In Mission Viejo Emergency Medical Associates v. Beta Healthcare Group, ___ Cal.App.4th ___ (Jun. 29, 2011; pub. ord. Jul. 27, 2011), the Court of Appeal (Fourth Appellate District, Division Three) reversed an order denying a motion to compel arbitration in a non-class-action case.
In doing so, the Court had this to say about Concepcion:
We invited the parties to provide their comments on the recent United States Supreme Court case, AT&T Mobility LLC v. Concepcion (2011) __ U.S. __ [131 S.Ct. 1740] (AT&T). Defendants appear to argue that AT&T essentially preempts all California law relating to unconscionability.
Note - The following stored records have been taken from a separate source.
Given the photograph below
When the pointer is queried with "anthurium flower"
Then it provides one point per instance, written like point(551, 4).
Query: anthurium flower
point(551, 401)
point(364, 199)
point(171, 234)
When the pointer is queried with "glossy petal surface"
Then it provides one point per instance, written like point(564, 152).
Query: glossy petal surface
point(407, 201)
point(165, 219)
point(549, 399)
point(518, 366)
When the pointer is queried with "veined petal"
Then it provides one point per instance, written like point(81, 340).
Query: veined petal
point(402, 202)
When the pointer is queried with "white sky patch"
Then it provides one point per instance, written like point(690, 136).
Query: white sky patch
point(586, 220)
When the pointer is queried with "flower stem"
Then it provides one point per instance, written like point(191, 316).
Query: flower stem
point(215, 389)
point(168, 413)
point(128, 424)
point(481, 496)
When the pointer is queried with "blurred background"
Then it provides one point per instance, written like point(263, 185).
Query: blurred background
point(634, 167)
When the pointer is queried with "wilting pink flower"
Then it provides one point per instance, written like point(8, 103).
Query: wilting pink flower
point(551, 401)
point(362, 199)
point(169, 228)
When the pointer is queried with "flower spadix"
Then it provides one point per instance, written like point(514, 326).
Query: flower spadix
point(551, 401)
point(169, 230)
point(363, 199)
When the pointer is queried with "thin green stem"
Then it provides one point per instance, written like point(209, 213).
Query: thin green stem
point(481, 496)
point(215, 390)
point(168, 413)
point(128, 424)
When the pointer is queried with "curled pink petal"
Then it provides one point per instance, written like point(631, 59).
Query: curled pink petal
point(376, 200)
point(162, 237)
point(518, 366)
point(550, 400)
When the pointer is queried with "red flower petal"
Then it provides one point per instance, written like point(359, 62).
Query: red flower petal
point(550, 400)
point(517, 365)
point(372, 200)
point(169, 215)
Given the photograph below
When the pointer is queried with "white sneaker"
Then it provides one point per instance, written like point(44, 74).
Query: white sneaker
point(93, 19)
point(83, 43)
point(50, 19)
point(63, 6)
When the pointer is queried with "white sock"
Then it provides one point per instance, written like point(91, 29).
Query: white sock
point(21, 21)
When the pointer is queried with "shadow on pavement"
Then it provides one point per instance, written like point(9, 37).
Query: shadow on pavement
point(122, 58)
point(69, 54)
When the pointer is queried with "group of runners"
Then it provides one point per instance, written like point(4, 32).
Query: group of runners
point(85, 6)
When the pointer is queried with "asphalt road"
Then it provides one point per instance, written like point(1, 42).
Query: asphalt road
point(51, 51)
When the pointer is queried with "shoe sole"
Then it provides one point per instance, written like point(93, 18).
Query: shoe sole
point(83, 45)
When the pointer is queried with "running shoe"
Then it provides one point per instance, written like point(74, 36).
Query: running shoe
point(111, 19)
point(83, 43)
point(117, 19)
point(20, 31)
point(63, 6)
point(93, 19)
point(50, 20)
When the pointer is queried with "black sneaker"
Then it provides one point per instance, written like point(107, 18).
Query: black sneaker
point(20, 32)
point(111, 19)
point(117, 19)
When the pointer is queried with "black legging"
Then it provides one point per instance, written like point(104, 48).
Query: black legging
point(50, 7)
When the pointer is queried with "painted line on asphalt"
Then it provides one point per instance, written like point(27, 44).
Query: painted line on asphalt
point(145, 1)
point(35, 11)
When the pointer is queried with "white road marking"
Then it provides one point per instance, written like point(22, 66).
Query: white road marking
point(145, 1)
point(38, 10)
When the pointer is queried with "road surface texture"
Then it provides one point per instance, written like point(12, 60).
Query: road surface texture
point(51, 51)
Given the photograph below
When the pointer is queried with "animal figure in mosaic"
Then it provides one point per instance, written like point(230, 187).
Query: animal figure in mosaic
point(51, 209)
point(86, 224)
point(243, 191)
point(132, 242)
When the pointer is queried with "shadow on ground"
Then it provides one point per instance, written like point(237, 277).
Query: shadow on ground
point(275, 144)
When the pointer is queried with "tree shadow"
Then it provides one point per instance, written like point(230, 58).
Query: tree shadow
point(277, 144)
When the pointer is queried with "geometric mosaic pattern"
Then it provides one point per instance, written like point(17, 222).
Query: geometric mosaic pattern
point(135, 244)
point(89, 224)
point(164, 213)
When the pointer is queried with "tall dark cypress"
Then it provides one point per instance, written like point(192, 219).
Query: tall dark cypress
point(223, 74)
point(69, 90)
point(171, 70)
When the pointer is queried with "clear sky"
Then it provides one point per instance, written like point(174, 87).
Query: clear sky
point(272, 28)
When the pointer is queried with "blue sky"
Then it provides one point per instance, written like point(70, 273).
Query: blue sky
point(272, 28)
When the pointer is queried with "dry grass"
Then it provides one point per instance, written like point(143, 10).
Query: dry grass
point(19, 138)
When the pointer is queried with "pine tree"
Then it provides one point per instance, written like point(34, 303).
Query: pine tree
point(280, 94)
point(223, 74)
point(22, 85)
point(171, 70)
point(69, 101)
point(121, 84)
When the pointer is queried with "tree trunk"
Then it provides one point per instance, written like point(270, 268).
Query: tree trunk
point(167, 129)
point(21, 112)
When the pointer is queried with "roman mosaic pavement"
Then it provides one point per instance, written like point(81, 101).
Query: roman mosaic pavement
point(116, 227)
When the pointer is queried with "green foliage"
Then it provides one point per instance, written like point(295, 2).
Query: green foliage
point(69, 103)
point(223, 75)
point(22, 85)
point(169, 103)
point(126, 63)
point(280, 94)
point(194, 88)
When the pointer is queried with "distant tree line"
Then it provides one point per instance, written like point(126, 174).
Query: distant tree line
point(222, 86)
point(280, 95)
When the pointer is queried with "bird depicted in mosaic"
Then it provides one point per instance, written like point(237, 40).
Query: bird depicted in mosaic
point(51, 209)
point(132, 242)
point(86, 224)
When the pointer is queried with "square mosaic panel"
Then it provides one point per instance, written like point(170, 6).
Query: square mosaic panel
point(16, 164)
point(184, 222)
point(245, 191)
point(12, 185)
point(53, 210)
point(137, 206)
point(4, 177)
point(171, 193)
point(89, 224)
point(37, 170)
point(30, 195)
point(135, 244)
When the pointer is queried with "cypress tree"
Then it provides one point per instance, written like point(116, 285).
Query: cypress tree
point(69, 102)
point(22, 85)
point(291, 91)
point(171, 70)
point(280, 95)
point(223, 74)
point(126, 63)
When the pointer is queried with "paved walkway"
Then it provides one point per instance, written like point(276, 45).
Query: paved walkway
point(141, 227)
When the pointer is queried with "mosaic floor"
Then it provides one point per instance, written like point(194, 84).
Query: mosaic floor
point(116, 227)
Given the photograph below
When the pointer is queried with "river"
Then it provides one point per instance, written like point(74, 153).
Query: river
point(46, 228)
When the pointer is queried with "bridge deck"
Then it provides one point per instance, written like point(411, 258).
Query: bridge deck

We disagree, as the case simply does not go that far. General state law doctrine pertaining to unconscionability is preserved unless it involves a defense that applies “only to arbitration or that derive[s] [its] meaning from the fact that an agreement to arbitrate is at issue.” (Id. at p. __ [131 S.Ct. at p.1746].) This simply does not apply here.
Slip op. at 13 n.4.
The case is not a class action, so the opinion does not address arbitration clauses with class action bans, but the language above is nonetheless interesting. Many thanks to Mark Moore of Spiro Moss LLP for bringing it to my attention.
UPDATE: Scott Leviant of The Complex Litigator has a more detailed post on this opinion.